In a 2013 Gallup survey, 83% of Indonesian respondents reported sending or receiving a remittance or payment transaction, and 57% of them used informal mechanisms to send the cash, such as through family members, friends, or informal money couriers. A sender typically sent $87.40 (International Dollars [1]) domestically about 1.6 times a month.  Yet currently, mobile wallet customers can only withdraw their money from the system once they are registered, and Helix research found that service providers are not providing clear incentives to agents to register customers. Interviews with agents indicated that many found registration burdensome and some MNOs only offered registration at a minority of their outlets—primarily in urban areas.

Furthermore, the research demonstrated that whilst agents had marketing collateral, they were not targeted towards specific segments of the population (i.e. rural women, illiterate labourers).  Robust market research and sophisticated customer segmentation has not been done to ensure that products are positioned correctly for customers. In fact, only 3% of Indonesians are aware of mobile money services and only 0.1% has used them. It seems that Indonesians are not aware of how DFS can provide an alternative to their remittance and payments needs.

Having said that however, Indonesia has more than 50,000 over the counter (OTC) bill payment providers that are present in urban and rural areas. Some banks are partnering with these providers and present a good opportunity to DFS providers to scale quickly. However, as bill payment providers can serve customers without integrating with a DFS provider, interested players will have to find clever ways to add value to an already popular service.

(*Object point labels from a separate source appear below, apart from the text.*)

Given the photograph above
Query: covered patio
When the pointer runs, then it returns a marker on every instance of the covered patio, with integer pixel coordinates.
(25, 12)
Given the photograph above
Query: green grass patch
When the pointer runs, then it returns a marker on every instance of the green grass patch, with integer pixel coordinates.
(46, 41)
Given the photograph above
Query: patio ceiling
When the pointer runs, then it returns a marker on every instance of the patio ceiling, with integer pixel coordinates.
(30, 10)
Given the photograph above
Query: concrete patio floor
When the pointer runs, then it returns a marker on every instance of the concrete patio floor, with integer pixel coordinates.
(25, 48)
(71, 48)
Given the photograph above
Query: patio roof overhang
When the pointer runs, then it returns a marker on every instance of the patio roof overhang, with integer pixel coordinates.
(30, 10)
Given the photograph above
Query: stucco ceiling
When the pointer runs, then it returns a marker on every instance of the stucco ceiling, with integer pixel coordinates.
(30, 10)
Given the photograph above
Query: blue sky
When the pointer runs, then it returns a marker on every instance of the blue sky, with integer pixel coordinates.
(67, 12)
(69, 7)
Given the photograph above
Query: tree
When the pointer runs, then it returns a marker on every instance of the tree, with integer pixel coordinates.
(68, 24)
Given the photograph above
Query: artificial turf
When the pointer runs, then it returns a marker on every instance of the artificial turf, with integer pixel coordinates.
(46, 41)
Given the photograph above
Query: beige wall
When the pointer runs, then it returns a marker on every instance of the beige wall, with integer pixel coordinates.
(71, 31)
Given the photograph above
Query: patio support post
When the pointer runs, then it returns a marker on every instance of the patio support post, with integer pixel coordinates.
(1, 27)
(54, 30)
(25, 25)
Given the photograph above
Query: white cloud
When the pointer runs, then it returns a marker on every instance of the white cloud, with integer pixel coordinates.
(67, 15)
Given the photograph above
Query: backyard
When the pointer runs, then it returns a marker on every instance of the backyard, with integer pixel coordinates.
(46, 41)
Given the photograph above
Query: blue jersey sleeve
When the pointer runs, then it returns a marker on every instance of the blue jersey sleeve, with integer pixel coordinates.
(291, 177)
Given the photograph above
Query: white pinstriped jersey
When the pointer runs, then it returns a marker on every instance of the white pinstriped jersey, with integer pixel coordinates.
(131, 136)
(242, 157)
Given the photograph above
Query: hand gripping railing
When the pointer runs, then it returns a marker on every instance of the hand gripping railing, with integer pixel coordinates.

Focused Internal Teams and Agent Selection

Once providers define their anchor product, it is necessary to structure management and design protocols and processes around this. Though the interviews shed light on one provider’s best practice in DFS team alignment and agent selection, many service providers’ internal teams were shared between departments, leaving no one solely focused on driving success, and breeding confusion between departments as to who was ultimately responsible for outcomes.

Additionally, agent selection seems a bit haphazard as opposed to searching for key demographics that are aligned with the prevailing value proposition. Agents varied from government officers, airtime distributors, to convenience store agents who did not have a clear understanding of DFS or in some cases even understand how to operate a mobile phone. Agent demographics need to be customized to specific value propositions and the tasks they will be asked to execute (i.e. customer enrollment).

Launching to Success

The new regulatory policy seems to unfairly favor the big banks, but at least for now it gives more clarity to the arsenal of players that have been showing interest in this space, yet reluctant to invest.  However, pilots of the past have been worryingly small, and initial attempts at building agent networks on small scales do not seem governed by well researched strategies.  Indonesia is still in the Launchpad Stage, and it is hopeful to see all the big banks and telecoms there, interested in garnering market share.  However, before big investments are made, it does seem that more strategic clarity is needed.

 [1] The Gallup report uses International Dollars (ID) to compare payment and remittance amounts across the countries studied. The source of ID comes from: Global Purchasing Power Parities and Real Expenditures: 2005 International Comparison Program. Rep. World Bank, 2008. Web. 17 Dec. 2012. www.siteresources.worldbank.org/ICPINT/Resources/icp-final.pdf. Gallup used Global Purchasing Power Parities and Real Expenditures: 2005 International Comparison Program to compare currencies and exchange rates across countries and time using the baseline year of 2005.